Delta Lloyd Cuts Size of Rights Offer to $715 Million to Placate Investors

By | February 24, 2016

Delta Lloyd NV surged as much as 12 percent in Amsterdam trading after the Dutch insurer bowed to investor pressure and cut the size of a rights offer to 650 million euros ($715 million).

“Following months of analysis, today’s announcement brings clarity to the amount of capital that we need to raise to reposition Delta Lloyd under Solvency II,” Chief Executive Officer Hans van der Noordaa said in a statement on Wednesday. “The group is performing strongly and producing good commercial and operational results. Our focus is to further improve our business and capital base.”
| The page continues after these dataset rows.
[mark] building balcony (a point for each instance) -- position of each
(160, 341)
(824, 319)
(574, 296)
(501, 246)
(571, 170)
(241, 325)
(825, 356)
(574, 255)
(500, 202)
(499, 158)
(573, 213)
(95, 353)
Delta Lloyd, the worst-performing stock on the Amsterdam Stock Exchange in the past year, announced in November that it aimed to raise as much as 1 billion euros in a rights offer to bolster capital to meet new regulatory standards. Some of the company’s largest shareholders were said to be dissatisfied with the insurer’s proposed rights offer and were considering voting against it in a March shareholder meeting, Dutch newspaper NRC Handelsblad reported last month.

The shares were up 5.3 percent at 5.34 euros at 9:45 a.m. in Amsterdam, giving Delta Lloyd a market value of about 1.22 billion euros.

‘Positive’ Tone

“The lower rights issue is clearly positive and will set the tone today,” JanWillem Knoll, an analyst at ABN AMRO Group NV with a buy rating on the stock, wrote in a note to clients. Lowering the size of the rights issue would imply an uplift of about 15 percent in ABN AMRO’s target price for the shares, he said.

The Amsterdam-based insurer also reported net income of 128 million euros for 2015, down 65 percent from last year, as swings in interest rates and credit spreads backfired and bonds declined.

The company has been under pressure to reassure investors as the European Union introduces stricter capital requirements for insurers in January under rules known as Solvency II. Delta Lloyd said its solvency ratio stood at 131 percent in 2015, while the rights offer and other steps planned by management will raise its solvency ratio to about 140 percent to 180 percent, the company said Wednesday.

Delta Lloyd also announced a plan to sell its 30 percent stake in private bank Van Lanschot NV this year.